Sovereign bond issue of capital importance

Last fall, the Dominican Republic was closing in on a historic deal to launch a $500 million sovereign bond issue on the international market with top bankers JP Morgan and Morgan Stanley working hard to promote the operation. By early September, and with $1.2 billion in the order book for the issue, the outlook for the upcoming pricing looked bright.
The only problem was the timing. The terrorist attacks of September 11, the same day the deal for the bond issue was supposed to be signed off, added a high factor of uncertainty among investors, and demand for the bond shrank when it finally came to market a few days later.

The bonds have freed up funds for a number of high priority public works projects

“Still, the issue had an amazing reception considering the degree of uncertainty and we attracted orders for around $750 million,” recalls Andres Dauhajre, the former executive director of the unit in charge of the Dominican government’s medium-term external financing program (UPMFE).
The success of the bond issue in the international market has guaranteed fiscal viability for the government and resources to allow it to maintain macroeconomic stability and finance repayable infrastructure projects.
The funds from the sovereign bonds are to be used in high-priority public works projects, such as the construction of a modern freeway in the east and a hydroelectric dam to name but two.
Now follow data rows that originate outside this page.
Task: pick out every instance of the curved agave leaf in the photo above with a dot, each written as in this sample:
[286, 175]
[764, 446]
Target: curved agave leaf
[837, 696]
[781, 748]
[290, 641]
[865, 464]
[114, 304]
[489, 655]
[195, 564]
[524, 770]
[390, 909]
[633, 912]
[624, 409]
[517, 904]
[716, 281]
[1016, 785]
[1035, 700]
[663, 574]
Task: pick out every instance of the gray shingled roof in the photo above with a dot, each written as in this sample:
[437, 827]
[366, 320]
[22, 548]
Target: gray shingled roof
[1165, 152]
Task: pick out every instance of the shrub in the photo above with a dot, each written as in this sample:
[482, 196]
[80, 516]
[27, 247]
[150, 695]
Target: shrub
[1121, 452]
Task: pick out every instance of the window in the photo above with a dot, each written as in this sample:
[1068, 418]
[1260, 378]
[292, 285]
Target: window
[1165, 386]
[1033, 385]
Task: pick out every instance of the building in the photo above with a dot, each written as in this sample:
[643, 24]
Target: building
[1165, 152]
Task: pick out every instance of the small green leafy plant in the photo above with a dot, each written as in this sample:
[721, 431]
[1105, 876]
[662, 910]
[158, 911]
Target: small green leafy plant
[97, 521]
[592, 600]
“Besides helping to provide the Dominican private sector with a benchmark to access funds on the international capital markets, the bond issue had a financial objective with two ramifications,” notes Mr. Dauhajre. “One was to increase central bank reserves in order to improve credit ratings and the other was to provide fiscal breathing room for the government so that it could maintain its rhythm of public investment in important public works that were unable to be executed on the magnitude we had expected in 2001.”
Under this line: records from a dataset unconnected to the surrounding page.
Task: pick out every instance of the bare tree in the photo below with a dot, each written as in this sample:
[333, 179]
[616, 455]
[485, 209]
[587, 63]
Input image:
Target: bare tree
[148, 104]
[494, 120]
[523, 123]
The bond issue marked the beginning of a new era in the Dominican Republic, which had traditionally given little importance to the international financial market, and imposes a healthy dose of fiscal discipline on the economy.
“We now have an administration that is strongly convinced that, considering the trend towards globalization, it is crucial to have a foot not only in the goods market, which we already have, or in the services markets, which we have with tourism and the free zones, but also in the international capital markets, where we were lacking a presence. That is why we made this transaction, and I think the country now sees that it was worth it,” Mr. Dauhajre concludes.